Uncertainty of the data interacts with its intensionality: efforts are required to obtain more precise, more complete, sounder results, which yields a trade-off between
processing cost and data quality.
Other aspects, such as heterogeneity and massive distribution, are of major importance as well. A standard data management task, such as query answering, information retrieval, or clustering, may become much more challenging when taking into account the fact that data is not available in a central location, or in a common format. We aim to take these aspects into account, to be able to apply our research to real-world applications.

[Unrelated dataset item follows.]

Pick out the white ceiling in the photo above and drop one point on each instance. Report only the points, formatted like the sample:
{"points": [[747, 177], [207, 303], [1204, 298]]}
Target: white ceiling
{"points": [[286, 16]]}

We intend to tackle hard technical issues such as query answering, data integration, data monitoring, verification of data-centric systems, truth finding, knowledge extraction, data analytics, that take a different flavor in this modern context. In particular, we are interested in designing strategies to
minimize data access cost towards a specific goal, possibly a massive data analysis task. That cost may be in terms of communication (accessing data in distributed systems, on the Web), of computational resources (when data is produced by complex tools such as information extraction, machine learning systems, or complex query processing), of monetary budget (paid-for application programming interfaces, crowdsourcing platforms), or of a privacy budget (as in the standard framework of differential privacy).
A number of data management tasks in Valda are inherently intractable. In addition to properly characterizing this intractability in terms of complexity theory, we intend to develop solutions for solving these tasks in practice, based on approximation strategies, randomized algorithms, enumeration algorithms with constant delay, or identification of restricted forms of data instances lowering the complexity of the task.